Ela — O que é o jantar?
Eu — Vou fazer bacalhau.
Ela — Bacalhau como?
Eu — É parecido com bacalhau à brás, mas mais saudável.
Ela — Mas eu gosto é à brás.
Eu — Sim, é parecido.
Ela — Mas eu não gosto.
Eu — Como é que sabes que não gostas se não sabes como é, e se é parecido com bacalhau à brás?
Ela — Porque à brás é melhor.
Eu — O facto de ser melhor não quer dizer que da forma como eu o vou fazer não seja bom.
Ela — Mas não é à brás.
Eu — Não. Mas é mais saudável.

Ao jantar:

Ela (a remexer no prato com o garfo e a fazer um ar enjoadinho)

Ela — O que é que isto leva?
Eu — Só coisas de que gostas. Quase tudo saudável.
Ela — Isto é alho francês?
Eu — Sim.
Ela — Eu gosto é de batatas fritas.
Eu — Mas não gostas de alho francês?
Ela — Ehhheeerrr… E mais?
Eu — Tomate, cenoura, bacalhau desfiado, umas azeitonas laminadas, um bocadinho de presunto e de queijo.
Ela — E isto é saudável?

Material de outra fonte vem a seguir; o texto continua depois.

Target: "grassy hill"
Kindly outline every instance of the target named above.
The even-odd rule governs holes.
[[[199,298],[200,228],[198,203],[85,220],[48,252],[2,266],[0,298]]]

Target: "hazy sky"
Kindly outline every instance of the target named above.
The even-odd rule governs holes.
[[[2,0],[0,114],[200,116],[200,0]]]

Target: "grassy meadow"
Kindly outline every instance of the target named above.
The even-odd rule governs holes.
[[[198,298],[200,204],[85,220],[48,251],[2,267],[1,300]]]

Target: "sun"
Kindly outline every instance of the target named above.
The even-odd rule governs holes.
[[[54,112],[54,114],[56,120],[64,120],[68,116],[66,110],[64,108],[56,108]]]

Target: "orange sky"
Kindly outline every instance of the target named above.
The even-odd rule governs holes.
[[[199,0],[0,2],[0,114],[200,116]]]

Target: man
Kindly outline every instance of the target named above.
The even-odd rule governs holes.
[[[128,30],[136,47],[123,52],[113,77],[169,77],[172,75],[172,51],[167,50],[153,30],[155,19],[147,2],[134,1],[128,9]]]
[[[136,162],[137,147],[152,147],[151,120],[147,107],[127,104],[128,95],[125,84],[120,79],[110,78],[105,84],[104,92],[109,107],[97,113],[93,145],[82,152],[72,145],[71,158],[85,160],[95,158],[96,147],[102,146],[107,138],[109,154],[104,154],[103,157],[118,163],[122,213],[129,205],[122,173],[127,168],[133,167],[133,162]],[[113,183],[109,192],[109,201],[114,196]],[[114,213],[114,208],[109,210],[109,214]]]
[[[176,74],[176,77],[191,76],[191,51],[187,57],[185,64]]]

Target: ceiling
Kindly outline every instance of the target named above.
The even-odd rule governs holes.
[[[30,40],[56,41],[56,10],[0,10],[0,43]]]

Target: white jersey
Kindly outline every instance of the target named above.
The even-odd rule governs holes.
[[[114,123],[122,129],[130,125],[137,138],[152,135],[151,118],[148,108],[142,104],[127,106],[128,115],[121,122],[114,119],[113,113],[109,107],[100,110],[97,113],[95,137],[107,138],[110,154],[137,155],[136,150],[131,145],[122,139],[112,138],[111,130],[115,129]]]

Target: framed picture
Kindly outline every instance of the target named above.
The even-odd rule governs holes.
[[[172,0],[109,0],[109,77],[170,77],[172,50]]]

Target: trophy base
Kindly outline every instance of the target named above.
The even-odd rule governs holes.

Com bacon?

Uma pessoa bem tenta, mas quando elas metem uma coisa na cabeça têm de ter razão. Dê por onde der.

23 Comentários

  1. Gostei da receita e também sou como uma leitora que disse que eu nem reclamo. Se ele diz que quer fazer, força nisso 🙂
    E pareceu-me delicioso.

    Ana, apolicromia.com

  2. Não sabia que a Ana era assim tão caprichosa… há mulheres assim… haja paciência… refilou, resmungou, mas aposto que ingeriu o petisco e até lhe soube bem.
    Asseguro-lhe que muitos maridos não estariam para os ajustes ! mandavam-na cozinhar a sua refeição!

    Afonso

  3. Agora fez-me lembrar de um bacalhau com natas que eu comia no vegetariano da avenida luisa tody em Setúbal que levava alho francês mas não levava bacalhau:)) mas era delicioso!